To retrieve the value inside a monad, one can use <-:
ghci> s <- mgu (TVar "a") tInt
fromList [("a", Int)]
ghci> s
fromList [("a", Int)]
GHCi itself is running inside a monad called IO. That's why <- works (<- only works inside a monad. Actually, in a do block. But GHCi prompt is special):
ghci> let f = s <- mgu tInt (TVar "a") <interactive>:1:10: parse error on input `<-'
One can know a function is monadic when the function uses return function, <-, or do notation:
mgu (TApp f1 a1) (TApp f2 a2) = do
s1 <- mgu f1 f2
s2 <- mgu (apply s1 a1) (apply s1 a2)
return (s2 @@ s1)
do notation looks like a sequence of expressions while a normal function body is just one expression:
f x = do
expr1
expr2
...
f x = expr
do notation converts those aligned expression into one expression:
do
expr1
expr2
...
exprN
==> expr1 >> expr2 >> ... >> exprN
where >> is a monadic bind operator. Bind operation is similar to function composition operation (. is function composition operator in Haskell):
(f . g . h) x ==> f (g (h x)) ==> calculate h, g, and f. h' >> g' >> f' ==> compute h', g', and f'.

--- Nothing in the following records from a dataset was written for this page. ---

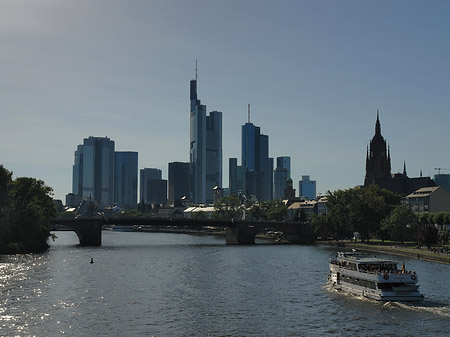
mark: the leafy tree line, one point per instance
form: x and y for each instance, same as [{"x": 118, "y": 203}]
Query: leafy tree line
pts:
[
  {"x": 376, "y": 213},
  {"x": 231, "y": 208},
  {"x": 25, "y": 209}
]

Another monadic bind operator is >>=:
f >>= (\ resultOfF -> g) >>= (\ resultOfG -> h)
==> compute f, pass its result (inside monad) to
(\ resultOfF -> g), which is a lambda that takes the result
and computes g (that might use the result).

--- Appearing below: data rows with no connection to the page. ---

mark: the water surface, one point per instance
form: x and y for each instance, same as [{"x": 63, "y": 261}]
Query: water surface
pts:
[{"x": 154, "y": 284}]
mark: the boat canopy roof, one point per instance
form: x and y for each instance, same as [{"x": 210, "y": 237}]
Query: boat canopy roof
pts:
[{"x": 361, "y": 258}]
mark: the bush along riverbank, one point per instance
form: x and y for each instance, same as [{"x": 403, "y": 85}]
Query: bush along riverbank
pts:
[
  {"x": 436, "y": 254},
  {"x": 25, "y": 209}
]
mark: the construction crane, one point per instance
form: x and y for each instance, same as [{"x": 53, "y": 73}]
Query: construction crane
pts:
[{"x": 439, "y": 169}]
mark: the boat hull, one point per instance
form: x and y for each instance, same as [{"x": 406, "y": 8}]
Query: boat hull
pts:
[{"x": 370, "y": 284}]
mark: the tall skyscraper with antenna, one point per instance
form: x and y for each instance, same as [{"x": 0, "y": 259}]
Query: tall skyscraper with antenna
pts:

Pass the resultant value of the lambda (also inside monad)
to (\ resultOfG -> h) that takes the result and computes
h (that might use the result).
A lambda expression (a nameless function) has syntax:
\ v1 v2 ... vN -> e
where \ flags start of a lambda expression, v1, v2, ..., vN are parameters to the function, and e is function body.
If one does not want to align expressions (layout) in do block, one can use explicit braces and semicolons:
do {
expr1; expr2
;
expr3;
expr4; expr5;
...
exprN; }